JVN#38222042
DataSpider Servista uses a hard-coded cryptographic key
Overview
DataSpider Servista provided by SAISON INFORMATION SYSTEMS CO.,LTD. uses a hard-coded cryptographic key.
Products Affected
- DataSpider Servista version 4.4 and earlier
For information on the affected products and the versions, refer to the vendors' advisories from "Vendor Status" of this JVN advisory.
Description
DataSpider Servista provided by SAISON INFORMATION SYSTEMS CO.,LTD. is a data integration software. ScriptRunner and ScriptRunner for Amazon SQS are used to start the configured processes on DataSpider Servista.
The cryptographic key is embedded in ScriptRunner and ScriptRunner for Amazon SQS, which is common to all users (CWE-321).
Impact
An attacker, who can gain access to a target DataSpider Servista instance and obtain a Launch Settings file of ScriptRunner and/or ScriptRunner for Amazon SQS, may perform operations using the user privilege encrypted in the file.
Solution
Apply the patch and follow the additional procedure
Apply the patch module and follow the necessary procedure to reconfigure Launch settings file.
For more information, refer to documentation provided by the developer.
Vendor Status
References
JPCERT/CC Addendum
Vulnerability Analysis by JPCERT/CC
Attack Vector(AV) | Physical (P) | Local (L) | Adjacent (A) | Network (N) |
---|---|---|---|---|
Attack Complexity(AC) | High (H) | Low (L) | ||
Privileges Required(PR) | High (H) | Low (L) | None (N) | |
User Interaction(UI) | Required (R) | None (N) | ||
Scope(S) | Unchanged (U) | Changed (C) | ||
Confidentiality Impact(C) | None (N) | Low (L) | High (H) | |
Integrity Impact(I) | None (N) | Low (L) | High (H) | |
Availability Impact(A) | None (N) | Low (L) | High (H) |
Access Vector(AV) | Local (L) | Adjacent Network (A) | Network (N) |
---|---|---|---|
Access Complexity(AC) | High (H) | Medium (M) | Low (L) |
Authentication(Au) | Multiple (M) | Single (S) | None (N) |
Confidentiality Impact(C) | None (N) | Partial (P) | Complete (C) |
Integrity Impact(I) | None (N) | Partial (P) | Complete (C) |
Availability Impact(A) | None (N) | Partial (P) | Complete (C) |
Credit
Sato Nobuhiro of Suzuki Motor Corporation and You Okuma of LAC Co., Ltd. reported this vulnerability to IPA.

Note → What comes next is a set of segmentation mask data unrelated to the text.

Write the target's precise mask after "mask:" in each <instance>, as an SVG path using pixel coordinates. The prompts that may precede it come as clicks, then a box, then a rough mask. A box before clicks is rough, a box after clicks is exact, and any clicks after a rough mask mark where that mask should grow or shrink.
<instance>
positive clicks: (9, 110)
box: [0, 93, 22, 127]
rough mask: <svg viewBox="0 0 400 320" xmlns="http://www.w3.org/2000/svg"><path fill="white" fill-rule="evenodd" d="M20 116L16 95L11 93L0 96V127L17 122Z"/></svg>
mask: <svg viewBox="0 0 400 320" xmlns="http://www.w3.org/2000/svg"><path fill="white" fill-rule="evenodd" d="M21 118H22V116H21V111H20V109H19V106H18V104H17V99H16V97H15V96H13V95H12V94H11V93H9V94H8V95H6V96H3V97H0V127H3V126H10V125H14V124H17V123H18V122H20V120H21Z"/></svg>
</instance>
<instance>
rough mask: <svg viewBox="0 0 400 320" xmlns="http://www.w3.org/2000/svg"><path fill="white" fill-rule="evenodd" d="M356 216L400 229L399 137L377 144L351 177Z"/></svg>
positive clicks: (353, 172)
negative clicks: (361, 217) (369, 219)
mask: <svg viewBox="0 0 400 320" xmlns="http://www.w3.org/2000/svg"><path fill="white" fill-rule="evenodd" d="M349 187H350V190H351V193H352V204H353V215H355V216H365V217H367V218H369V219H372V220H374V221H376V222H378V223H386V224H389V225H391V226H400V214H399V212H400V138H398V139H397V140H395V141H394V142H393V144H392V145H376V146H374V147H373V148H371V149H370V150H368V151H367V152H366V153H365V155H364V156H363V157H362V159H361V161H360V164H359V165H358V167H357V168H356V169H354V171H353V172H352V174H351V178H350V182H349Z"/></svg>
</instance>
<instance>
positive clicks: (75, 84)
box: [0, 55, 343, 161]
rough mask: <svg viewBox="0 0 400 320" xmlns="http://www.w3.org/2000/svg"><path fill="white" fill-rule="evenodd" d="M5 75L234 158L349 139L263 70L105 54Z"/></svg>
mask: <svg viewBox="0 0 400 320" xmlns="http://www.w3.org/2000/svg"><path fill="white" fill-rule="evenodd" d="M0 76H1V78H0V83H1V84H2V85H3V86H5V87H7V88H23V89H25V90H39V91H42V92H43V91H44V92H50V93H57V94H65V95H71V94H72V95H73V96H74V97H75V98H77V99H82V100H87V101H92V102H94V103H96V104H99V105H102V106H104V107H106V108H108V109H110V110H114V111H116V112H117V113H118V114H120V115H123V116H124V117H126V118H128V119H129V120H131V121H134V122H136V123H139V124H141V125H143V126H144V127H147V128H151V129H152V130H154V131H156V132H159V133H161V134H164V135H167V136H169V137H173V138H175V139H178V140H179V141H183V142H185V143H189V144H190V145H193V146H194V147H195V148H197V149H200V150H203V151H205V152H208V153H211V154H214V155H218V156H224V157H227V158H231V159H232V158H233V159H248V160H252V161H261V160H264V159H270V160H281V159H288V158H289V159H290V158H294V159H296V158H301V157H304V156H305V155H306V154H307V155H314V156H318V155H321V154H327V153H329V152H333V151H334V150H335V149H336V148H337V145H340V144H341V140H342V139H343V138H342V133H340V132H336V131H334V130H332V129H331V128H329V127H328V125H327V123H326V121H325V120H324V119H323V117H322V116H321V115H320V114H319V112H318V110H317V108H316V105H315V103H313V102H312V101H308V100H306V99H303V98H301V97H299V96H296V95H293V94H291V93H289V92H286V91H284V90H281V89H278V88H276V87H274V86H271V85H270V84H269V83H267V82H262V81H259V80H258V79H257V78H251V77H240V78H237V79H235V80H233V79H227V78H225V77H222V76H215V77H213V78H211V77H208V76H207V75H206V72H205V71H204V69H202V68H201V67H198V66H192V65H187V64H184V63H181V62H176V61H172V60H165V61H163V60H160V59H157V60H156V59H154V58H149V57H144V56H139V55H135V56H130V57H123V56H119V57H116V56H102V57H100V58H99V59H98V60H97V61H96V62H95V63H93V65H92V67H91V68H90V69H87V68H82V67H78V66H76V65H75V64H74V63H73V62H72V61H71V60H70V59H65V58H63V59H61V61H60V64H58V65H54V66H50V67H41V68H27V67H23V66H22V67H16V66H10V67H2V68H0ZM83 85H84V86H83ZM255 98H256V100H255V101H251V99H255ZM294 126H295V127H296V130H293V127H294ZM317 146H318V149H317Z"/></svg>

JPCERT/CC coordinated with the developer under Information Security Early Warning Partnership.
Other Information
JPCERT Alert |
|
JPCERT Reports |
|
CERT Advisory |
|
CPNI Advisory |
|
TRnotes |
|
CVE |
CVE-2023-28937 |
JVN iPedia |
JVNDB-2023-000052 |
Update History
- 2023/06/13
- [Products Affected] and [Vendor Status] sections are updated.